The argument over whether individual cops are good or bad people, whether “most cops are good” or all cops are bastards, obscures the nature of policing. It’s likely that many—even most!—cops are decent people who got into the job to make a difference and support their families. Because defunding police departments has long been a politically toxic proposal even as other public services are cut to the bone, policing has become one of the few remaining middle-class jobs programs.
But the profession of policing is, by definition, violent. Police exist to enforce a social order. Officially, that order is called “the law”—catching and separating “criminals” from “law-abiding citizens.” But in America, that order has always been organized around keeping Black people and poor people in check, while ignoring other kinds of lawbreakers in corporate boardrooms and white enclaves. As many others have pointed out, modern policing was born out of slave patrols in the South and controlling immigrant workers in the North. Now, the lengths to which law enforcement groups will go to maintain that order are becoming clearer as opposition grows.

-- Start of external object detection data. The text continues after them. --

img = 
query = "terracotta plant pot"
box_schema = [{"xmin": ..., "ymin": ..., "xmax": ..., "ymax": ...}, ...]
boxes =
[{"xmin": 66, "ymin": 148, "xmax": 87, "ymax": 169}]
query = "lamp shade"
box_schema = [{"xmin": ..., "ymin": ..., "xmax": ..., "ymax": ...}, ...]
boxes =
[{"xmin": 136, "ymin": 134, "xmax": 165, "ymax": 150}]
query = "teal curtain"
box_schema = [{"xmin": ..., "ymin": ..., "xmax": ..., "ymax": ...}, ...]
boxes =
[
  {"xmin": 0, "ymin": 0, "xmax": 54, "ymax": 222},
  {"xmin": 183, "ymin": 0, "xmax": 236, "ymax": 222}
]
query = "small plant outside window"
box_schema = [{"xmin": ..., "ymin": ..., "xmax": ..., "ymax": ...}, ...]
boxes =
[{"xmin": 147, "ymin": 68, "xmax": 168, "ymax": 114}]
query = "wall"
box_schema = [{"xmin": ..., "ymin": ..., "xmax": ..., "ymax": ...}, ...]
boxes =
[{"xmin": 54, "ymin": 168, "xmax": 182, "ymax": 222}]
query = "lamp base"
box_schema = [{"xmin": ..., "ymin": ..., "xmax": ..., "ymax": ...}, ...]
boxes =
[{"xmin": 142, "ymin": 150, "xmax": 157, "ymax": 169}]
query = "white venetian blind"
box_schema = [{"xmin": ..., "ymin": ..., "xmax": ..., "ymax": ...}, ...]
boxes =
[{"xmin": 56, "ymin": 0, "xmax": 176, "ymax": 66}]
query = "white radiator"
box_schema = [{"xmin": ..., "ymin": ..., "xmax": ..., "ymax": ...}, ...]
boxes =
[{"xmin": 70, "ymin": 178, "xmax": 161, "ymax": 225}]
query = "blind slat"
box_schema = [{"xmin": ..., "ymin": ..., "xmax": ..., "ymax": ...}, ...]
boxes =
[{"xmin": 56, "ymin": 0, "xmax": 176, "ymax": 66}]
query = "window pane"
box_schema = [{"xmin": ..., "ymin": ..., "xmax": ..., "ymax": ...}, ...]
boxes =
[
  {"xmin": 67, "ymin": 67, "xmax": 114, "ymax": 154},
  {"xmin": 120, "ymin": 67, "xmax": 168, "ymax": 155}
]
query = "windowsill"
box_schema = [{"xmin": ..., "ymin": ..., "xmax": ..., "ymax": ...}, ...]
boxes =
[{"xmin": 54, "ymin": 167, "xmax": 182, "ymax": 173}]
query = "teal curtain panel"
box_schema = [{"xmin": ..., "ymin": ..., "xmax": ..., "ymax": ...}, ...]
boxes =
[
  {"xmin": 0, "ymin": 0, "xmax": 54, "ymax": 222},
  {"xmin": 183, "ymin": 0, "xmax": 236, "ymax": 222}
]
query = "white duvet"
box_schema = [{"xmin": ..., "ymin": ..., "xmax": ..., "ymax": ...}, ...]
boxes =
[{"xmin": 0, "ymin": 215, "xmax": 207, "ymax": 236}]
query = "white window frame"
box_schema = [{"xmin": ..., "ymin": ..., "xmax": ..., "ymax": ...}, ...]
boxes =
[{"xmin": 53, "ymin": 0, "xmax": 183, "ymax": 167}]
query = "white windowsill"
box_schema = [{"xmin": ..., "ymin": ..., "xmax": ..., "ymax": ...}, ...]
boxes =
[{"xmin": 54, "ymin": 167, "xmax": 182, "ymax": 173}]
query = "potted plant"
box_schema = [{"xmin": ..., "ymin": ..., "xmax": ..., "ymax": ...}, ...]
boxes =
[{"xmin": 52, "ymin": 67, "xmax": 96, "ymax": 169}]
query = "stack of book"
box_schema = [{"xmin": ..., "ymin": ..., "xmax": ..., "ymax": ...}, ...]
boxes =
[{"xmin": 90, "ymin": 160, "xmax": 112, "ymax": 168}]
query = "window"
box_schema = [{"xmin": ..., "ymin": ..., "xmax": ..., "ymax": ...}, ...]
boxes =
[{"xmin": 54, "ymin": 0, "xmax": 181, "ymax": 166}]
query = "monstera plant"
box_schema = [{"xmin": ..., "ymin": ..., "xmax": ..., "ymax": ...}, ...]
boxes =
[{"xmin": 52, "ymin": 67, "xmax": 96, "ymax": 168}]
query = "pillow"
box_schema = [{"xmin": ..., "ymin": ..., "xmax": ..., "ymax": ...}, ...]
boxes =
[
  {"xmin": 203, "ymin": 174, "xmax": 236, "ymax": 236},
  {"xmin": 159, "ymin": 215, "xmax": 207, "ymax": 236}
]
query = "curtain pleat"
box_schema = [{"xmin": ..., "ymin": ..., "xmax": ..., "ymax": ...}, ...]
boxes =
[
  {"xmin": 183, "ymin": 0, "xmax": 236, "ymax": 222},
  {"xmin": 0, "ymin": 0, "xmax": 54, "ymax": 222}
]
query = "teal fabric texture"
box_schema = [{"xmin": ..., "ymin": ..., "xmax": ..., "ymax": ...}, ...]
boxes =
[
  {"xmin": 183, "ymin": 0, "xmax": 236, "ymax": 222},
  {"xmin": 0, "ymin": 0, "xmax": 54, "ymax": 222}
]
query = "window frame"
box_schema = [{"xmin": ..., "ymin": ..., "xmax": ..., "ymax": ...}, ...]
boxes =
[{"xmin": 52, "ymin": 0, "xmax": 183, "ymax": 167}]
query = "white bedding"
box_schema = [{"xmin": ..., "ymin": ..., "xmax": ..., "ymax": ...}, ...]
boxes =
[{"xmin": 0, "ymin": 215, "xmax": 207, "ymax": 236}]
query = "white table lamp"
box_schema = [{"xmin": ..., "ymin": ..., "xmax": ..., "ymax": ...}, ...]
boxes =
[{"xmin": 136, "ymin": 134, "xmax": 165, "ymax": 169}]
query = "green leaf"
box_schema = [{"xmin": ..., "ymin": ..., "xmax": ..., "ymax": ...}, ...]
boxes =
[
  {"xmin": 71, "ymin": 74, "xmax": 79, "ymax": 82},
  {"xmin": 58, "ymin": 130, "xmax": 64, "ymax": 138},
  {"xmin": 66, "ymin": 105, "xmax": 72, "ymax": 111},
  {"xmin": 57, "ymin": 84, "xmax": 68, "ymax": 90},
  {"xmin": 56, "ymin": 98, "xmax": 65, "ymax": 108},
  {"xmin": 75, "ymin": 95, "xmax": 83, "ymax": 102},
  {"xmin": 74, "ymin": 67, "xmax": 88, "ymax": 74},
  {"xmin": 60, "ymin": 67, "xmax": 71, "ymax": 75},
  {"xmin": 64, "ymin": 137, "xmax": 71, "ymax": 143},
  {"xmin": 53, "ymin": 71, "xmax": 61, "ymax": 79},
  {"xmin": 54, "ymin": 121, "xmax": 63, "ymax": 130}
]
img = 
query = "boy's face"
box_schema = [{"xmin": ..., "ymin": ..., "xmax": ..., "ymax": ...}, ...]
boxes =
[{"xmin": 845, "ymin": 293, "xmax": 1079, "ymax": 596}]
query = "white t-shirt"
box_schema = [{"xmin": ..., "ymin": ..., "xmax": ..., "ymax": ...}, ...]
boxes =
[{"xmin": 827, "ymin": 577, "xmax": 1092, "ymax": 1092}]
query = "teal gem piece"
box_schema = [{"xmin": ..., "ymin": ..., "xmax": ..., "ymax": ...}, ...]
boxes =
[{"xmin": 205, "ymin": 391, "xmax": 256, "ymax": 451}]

Since the resurgence of Black Lives Matter protests began in June, police and their supporters in government all over the country have brazenly manipulated the law against their critics. New York officers ambushed and surrounded the home of a Black Lives Matter activist and disappeared a protester into an unmarked van. Texas police officers have devoted the summer to hunting down protesters, charging them with crimes, and announcing their arrests to the public. Local police in Virginia brought felony charges against the first Black leader of the state Senate shortly before she planned to vote on criminal justice reform legislation, because she attended a protest where a Confederate monument was defaced. When her daughter, a city vice mayor, called for the police chief’s resignation, they brought criminal charges against her, too. Last week, Tennessee’s governor signed a law turning certain types of protest into felonies that strip people of their voting rights. And all the while, police continually threaten to abandon their jobs if they face further criticism.
In isolation, each of these actions could be viewed as a symptom of a few rogue officers or a few corrupt departments. Taken together, they start to look a lot like a project to consolidate power and quash dissent.
The increasing boldness of this project will require equally bold antidotes. Patchwork proposals and yet more funding will do nothing—even modest reforms like banning chokeholds are being met with open defiance by police organizations. As long as political leaders insist that problems in policing are exceptional, distinct instances of bad apples, it will be impossible to meaningfully assess how far the rot goes. Calls for investigations don’t convince anyone anymore. This is why hundreds of people in the streets want to defund the police. This is why they keep showing up, even as they are tear-gassed and beaten. This is why they’re burning it all down.
After Biden proclaimed that most cops are good, he paused and turned to speak with Gwen Carr, whose son, Eric Garner, was choked to death by police and ignited a movement, to ask her what she thought should be done.
“When my son was murdered, there was a big uprising, but then it settled down,” she said. “We can’t let things settle down.”
Correction, Aug. 26, 2020: This piece originally misstated that Jacob Blake was killed. He is still alive.